Ontem, enquanto deslizava pelo mural do Facebook, encontrei um comentário de uma velha amiga minha que dizia estar entediada das vidas que se vivem através do Facebook, entediada das pessoas felizes, ricas e saudáveis, entediada dos copos de Gin, da zumba, das montras, dos fúteis e dos que carregam só bagagem de mão. Terminava dizendo que uma boa dose de oncologia no Hospital da Universidade de Coimbra não faria mal a muita gente.
Aquilo deixou-me triste e pensativa durante o resto do dia. Não quero aqui fazer nenhum papel moralizador ou crítico ao que esta minha amiga está a sentir neste momento da sua vida e que a levou a desabafar deste forma, num "perfil social" que também ela escolheu ter.
O que quero aqui é fazer um esforço introspectivo acerca do que sinto em relação a isto, do que nos leva a ser uma coisa ou outra ou coisa nenhuma, o que nos leva a escolher isto em detrimento daquilo, o que nos leva a escolher sermos mais ou menos felizes.
Percebo que a vida tem tanto de bonita como de injusta, que às vezes a nossa tristeza nos contagia de tal forma que facilmente tendemos a julgar tudo e todos com base no que, no imediato, nos parece óbvio.
E melhor percebo quando a razão da nossa angústia e impotência se deve à circunstância de ter alguém que muito amamos a sofrer à má sorte de uma doença.
Percebo a minha amiga tão bem quanto me é possível perceber neste momento em que, também eu, me vejo numa situação idêntica à dela, em que as lágrimas despontam sem aviso, em que o coração mingua a dimensões quase impossíveis, em que o mero exercício de imaginar a nossa realidade sem aquela pessoa nos deixa sem espaço, tempo ou forma de existir, ali, numa zona de ninguém, vazia, desalmada e só.
Percebo-a, sim, sobre e dentro da pele.
Mas será que o tamanho da nossa tristeza nos coloca na posição de poder "desprezar" a felicidade dos outros? E que felicidade é essa, a da vida dos outros?
Podemos nós, através do perfil social do Facebook ou de outra rede qualquer, arrogarmo-nos saber tudo quanto há para saber sobre determinada pessoa, quais intérpretes literários de vidas que não a nossa?
Tenho 40 anos e, como calculam, já vivi montanhas de coisas, montanhas de erros, mil desamores, mil escolhas tortas, montanhas de dificuldades e outras tantas tristezas. Sou, como todos nós, uma mundo complexo de coisas.
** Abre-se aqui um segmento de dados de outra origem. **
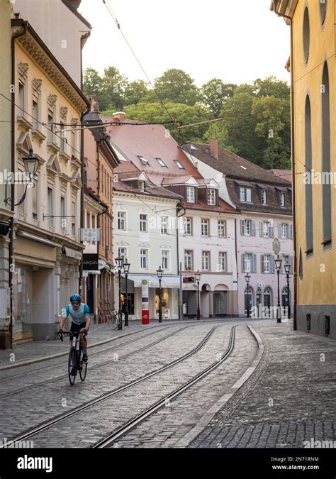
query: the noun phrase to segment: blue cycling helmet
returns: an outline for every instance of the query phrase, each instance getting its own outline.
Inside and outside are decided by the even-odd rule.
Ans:
[[[80,294],[72,294],[70,296],[70,301],[82,301],[82,298],[80,297]]]

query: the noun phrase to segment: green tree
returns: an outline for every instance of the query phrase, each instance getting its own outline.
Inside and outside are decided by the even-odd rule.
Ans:
[[[232,98],[237,85],[233,83],[225,84],[218,78],[213,78],[202,87],[203,102],[209,107],[215,117],[219,116],[224,102]]]
[[[142,101],[147,94],[147,84],[143,80],[135,80],[129,83],[125,89],[125,104],[133,105]]]
[[[264,79],[257,78],[253,82],[253,92],[257,97],[275,97],[289,99],[289,84],[276,77],[267,77]]]
[[[182,70],[171,68],[155,79],[155,89],[164,101],[194,105],[200,98],[194,79]],[[157,100],[155,99],[155,101]]]

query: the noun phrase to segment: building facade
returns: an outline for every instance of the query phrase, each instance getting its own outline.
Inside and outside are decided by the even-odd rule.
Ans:
[[[294,327],[335,338],[336,1],[274,0],[271,8],[291,38]]]
[[[278,281],[273,241],[280,243],[282,260],[279,275],[280,305],[292,304],[291,282],[289,289],[284,268],[291,265],[293,272],[293,224],[291,185],[263,168],[241,158],[213,139],[210,145],[189,143],[186,153],[203,176],[216,177],[220,195],[240,212],[235,229],[230,234],[236,244],[239,314],[250,312],[265,317],[278,304]],[[251,280],[247,291],[245,275]],[[253,307],[256,309],[252,309]],[[264,311],[260,307],[264,308]],[[292,309],[293,308],[291,308]],[[284,311],[286,314],[286,310]],[[291,307],[288,314],[291,314]]]
[[[28,22],[15,18],[12,28],[14,170],[24,174],[30,148],[37,160],[34,187],[21,182],[14,188],[13,337],[52,338],[79,289],[81,152],[73,128],[89,103]]]

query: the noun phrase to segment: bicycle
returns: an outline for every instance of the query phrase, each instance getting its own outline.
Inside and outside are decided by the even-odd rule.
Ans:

Mas também sou um mundo de coisas felizes, um mundo de coisas simples, um mundo inteiro de coisas que aprecio.
Sou sim.
Estou convicta de que a minha vida é melhor agora do que foi antes. Não por nada, talvez por tudo, mas principalmente pela forma como fui aprendendo a alimentar a minha cabeça.
Hoje já não lhe dou comida estragada, passado, erros ou trágicas experiências, essas gorduras opacas que me fixam num patamar mais escuro, sem luz directa e bafiento.
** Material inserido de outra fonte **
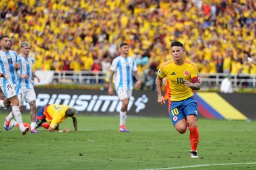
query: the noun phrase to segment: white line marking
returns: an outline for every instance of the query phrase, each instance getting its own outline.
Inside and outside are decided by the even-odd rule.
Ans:
[[[140,170],[167,170],[167,169],[191,168],[191,167],[201,167],[220,166],[220,165],[248,165],[248,164],[256,164],[256,162],[255,163],[220,163],[220,164],[203,164],[203,165],[198,165],[178,167],[146,169],[140,169]]]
Já vos disse aqui que cada dia é uma vida inteira e, talvez por isso, não perca muito tempo a desejar que seja Verão ou Inverno, que venham as férias ou o fim de semana.
Gosto do que tenho, de ler, de dar afecto, de beijos e de abraços, gosto de passear o cão, de beber um gin (porque não?) de caminhadas, de sapatilhas e saltos altos, goste de ouvir rock aos berros e gosto de pôr na mesa, mesmo sem convidados, os guardanapos de pano e a melhor loiça.
A vida é difícil e sempre vai ser, acreditamos nós. Mas vamos acreditar também que a vida é para viver, com o que temos, com simplicidade, inteligência e curiosidade pelo que vem, por nós e pelos outros.
Disse-vos aqui que se calhar não voltaria. Estava e estou triste e tenho medo.
Mas a verdade é que por mim, pelo meu pai, pela minha família, não quero estar triste. Quero, isso sim, continuar a sorrir com facilidade e a fazer as pequenas coisas que me fazem feliz, como é o caso deste blog e da vossa companhia. Quero continuar neste exercício de me alimentar com o que me faz bem e desintoxicar do que nem por isso.
Por isso posso dizer que vos (me) menti e que vou continuar a estar por aqui.